Although this statement reeks of cliche, for me it actually has been true that the best music — and "best" in this sense is "the music that made the greatest impact on your life" — takes you to a particular place. Smokey Robinson's "Crusin" puts me back in the passenger seat of my dad's car, as we listened to Smokey, Marvin, and other 70's icons while he shuffled me back and forth to Diocese basketball games and 13 and under AAU tournaments. Wu-Tang's "Wu Forever" was released a week before my high school graduation, and I remember chillin in my boy's basement that summer, getting into ridiculous arguments trying to prove that Inspectah Deck was a better rapper than Silkk the Shocker.
When listening to L-Boogie's classic remake of the already classic "Killing Me Softly," I'm reminded of my first job: a junior counselor at the Lillian Taylor summer camp. At the end of every week, we'd have the kids (who ranged from 6 to 14) put on a talent show at one of the pavilions. And — and this is no hyperbole — maybe 40% of the acts all summer consisted of the kids choosing to lip-synch or dance to "Killing Me Softly," a surprisingly entertaining phenomenon that was as sweet as it was bizarre.
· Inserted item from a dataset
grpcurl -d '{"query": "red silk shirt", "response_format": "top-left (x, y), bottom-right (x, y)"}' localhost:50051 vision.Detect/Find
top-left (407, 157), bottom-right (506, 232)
In hindsight, it also serves of a great example of Lauryn Hill's almost unparalleled level of popularity at the time. I can't think of another artist since then whose resonance was so universal. Kids, parents, teens, critics, historians, grandparents, backpackers, hood cats, and even other entertainers all seemed to love L-Boogie.
Her decade-long fall from grace hasn't been as sudden as her rise, but it's made just as great of an emotional impact. The joy we felt when first hearing "The Miseducation…" is, for many long-time fans, matched by the pain we feel when contemplating the very likely possibility that she may go to prison. With this in mind, I can't help but think that this is (at least) partially our fault. Not necessarily because of the demands we put on her as an artist, but our collective willingness to continue to make excuses for her progressively erratic behavior instead of trying to help her.
I realize that, when speaking about "helping" a celebrity in someway, their friends and family will always hold more responsibility than their fans would. And, the responsibility the fans do possess is limited by our lack of access. Also, the term "help" is extremely arbitrary. What exactly would it entail, and how exactly would we go about doing it?
But, in L-Boogies case — and you can substitute Michael Jackson, Chris Brown, and possibly even Rihanna if you wish — I wonder how differently her life would be right now if her diehard fans didn't circle the wagons whenever someone even dared mention that she may need some serious help. Maybe she would have read the tea leaves and heeded the advice. Maybe she would have ignored us. Who knows? I do know, though, that while "Killing Me Softly" will always take me back to the summer of '96, I will always wonder if I could have done something, anything, to help her in the 16 years since.